Find the largest possible order of an element of $\frac{\Bbb{Z}_{12}\times\Bbb{Z}_3\times\Bbb{Z}_6}{\left<(8,2,4)\right>}.$

Question

I find the following problem tough:

Find the largest possible order of an element of the quotient group

$$ Q = \frac{\mathbb{Z}_{12} \times \mathbb{Z}_{3} \times \mathbb{Z}_{6}}{\left<(8,2,4)\right>}. $$

So far I've got that the order of $\left<(8,2,4)\right>$ is $3$, so $|Q| = 72$. But I think I am lacking the basic intuition behind quotient groups involving direct product of groups.

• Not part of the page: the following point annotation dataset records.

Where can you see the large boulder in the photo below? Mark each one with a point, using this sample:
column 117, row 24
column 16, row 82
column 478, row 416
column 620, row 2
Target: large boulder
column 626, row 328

So the question has this second, added personlly, part: what is the intuition behind these quotient groups?

Thanks in advance!

Answer 1

$Q$ is the homomorphic image of $\Bbb Z_{12}\times\Bbb Z_3\times\Bbb Z_6$ under the canonical projection $p$. Any element of the image under a homomorphism must have order dividing $12$.

The only possibility for an element of order $12$ would be the image under $p$ of an element of order $12$. Consider $(1,0,0)$. It maps to $\overline{(1,0,0)}$, whose order is $12$.